A CBL não escolheu Portugal "apenas" porque o Brasil comemora o bicentenário da Independência, a literatura celebra o centenário do nascimento de José Saramago nem porque (citando apenas dois) o escritor Valter Hugo Mãe e o humorista Ricardo Araújo Pereira são verdadeiras estrelas pop nos dois lados do oceano.

Também não foi porque Abel Ferreira, técnico ganhador e ídolo do Palmeiras —uns dizem que em breve técnico da seleção— fez o gosto ao dedo e escreveu um livro que lançou com notório sucesso, na presença do próprio embaixador de Portugal em Brasília, que se deslocou a São Paulo propositadamente para o efeito.

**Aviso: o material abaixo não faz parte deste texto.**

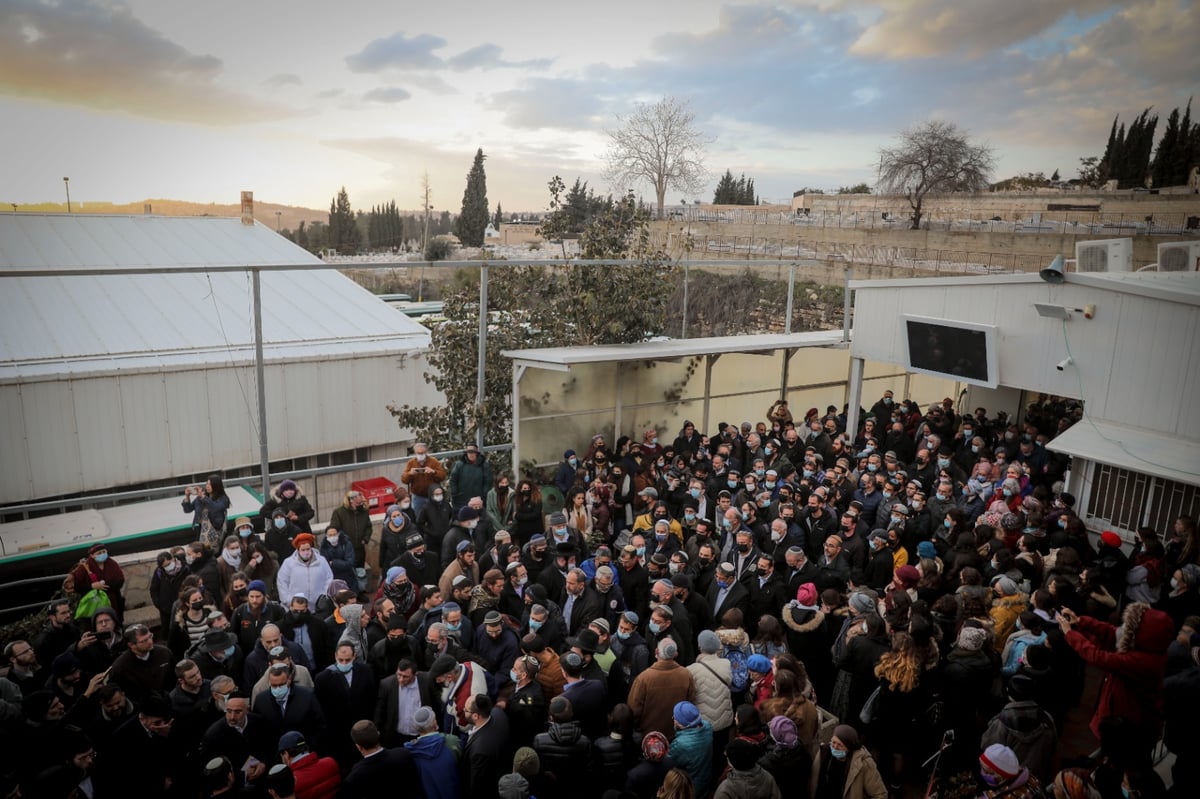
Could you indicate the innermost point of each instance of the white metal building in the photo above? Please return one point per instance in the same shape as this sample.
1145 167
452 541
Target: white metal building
1135 364
113 380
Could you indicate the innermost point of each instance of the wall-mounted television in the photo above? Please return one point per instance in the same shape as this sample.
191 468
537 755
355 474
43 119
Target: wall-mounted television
960 350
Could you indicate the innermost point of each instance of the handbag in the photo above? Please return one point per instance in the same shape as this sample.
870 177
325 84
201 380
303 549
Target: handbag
870 708
90 602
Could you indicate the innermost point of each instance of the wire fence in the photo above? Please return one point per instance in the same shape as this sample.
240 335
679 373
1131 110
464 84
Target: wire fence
1059 222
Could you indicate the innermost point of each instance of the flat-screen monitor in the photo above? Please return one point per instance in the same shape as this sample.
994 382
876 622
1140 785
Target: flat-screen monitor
960 350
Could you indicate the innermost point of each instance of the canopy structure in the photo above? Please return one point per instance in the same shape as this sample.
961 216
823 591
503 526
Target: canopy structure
622 356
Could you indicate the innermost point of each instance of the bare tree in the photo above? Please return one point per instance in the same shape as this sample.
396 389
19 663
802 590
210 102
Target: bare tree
661 145
934 157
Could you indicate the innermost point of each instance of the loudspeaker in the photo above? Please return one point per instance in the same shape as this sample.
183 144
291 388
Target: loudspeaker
1053 274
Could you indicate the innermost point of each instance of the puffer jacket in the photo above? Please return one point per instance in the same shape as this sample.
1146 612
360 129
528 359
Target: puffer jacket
713 677
1135 666
1029 731
755 784
563 750
693 751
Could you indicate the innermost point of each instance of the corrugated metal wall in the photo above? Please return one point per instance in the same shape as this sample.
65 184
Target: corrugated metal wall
87 434
1137 362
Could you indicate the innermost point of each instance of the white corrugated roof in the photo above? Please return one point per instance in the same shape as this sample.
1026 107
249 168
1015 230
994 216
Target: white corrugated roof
89 324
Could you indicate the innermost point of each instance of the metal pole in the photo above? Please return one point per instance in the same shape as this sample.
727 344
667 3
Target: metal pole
845 306
264 464
791 294
683 332
481 364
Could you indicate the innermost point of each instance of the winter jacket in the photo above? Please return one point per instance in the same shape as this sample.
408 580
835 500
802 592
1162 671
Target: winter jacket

Movimento no último dia da Bienal do Livro no Expo Center Norte, em São Paulo
Movimento no último dia da Bienal do Livro no Expo Center Norte, em São Paulo - Rubens Cavallari/Folhapress

Todos esses motivos são bons, válidos, óbvios, mas não são a causa dessa escolha. Eles são a sua consequência. A causa reside em algo bem mais simples, menos evidente e, por isso, mais difícil de explicar.

A escolha prende-se com um intrínseco sentimento de "achamento" que, emanando das elites (culturais e econômicas) brasileiras, se tem desenvolvido aceleradamente nas duas últimas décadas como resultado de uma crescente complexidade dos mecanismos de partilha de informação entre os vários estratos sociais das duas nações de língua portuguesa.

Este processo está se transformando em um verdadeiro movimento (o primeiro) de contracolonização da história. Mas desta vez planeado politicamente, organizado pelas elites, desejado pelos povos e no qual os seus protagonistas têm consciência de estar vivendo em direto esse acontecimento.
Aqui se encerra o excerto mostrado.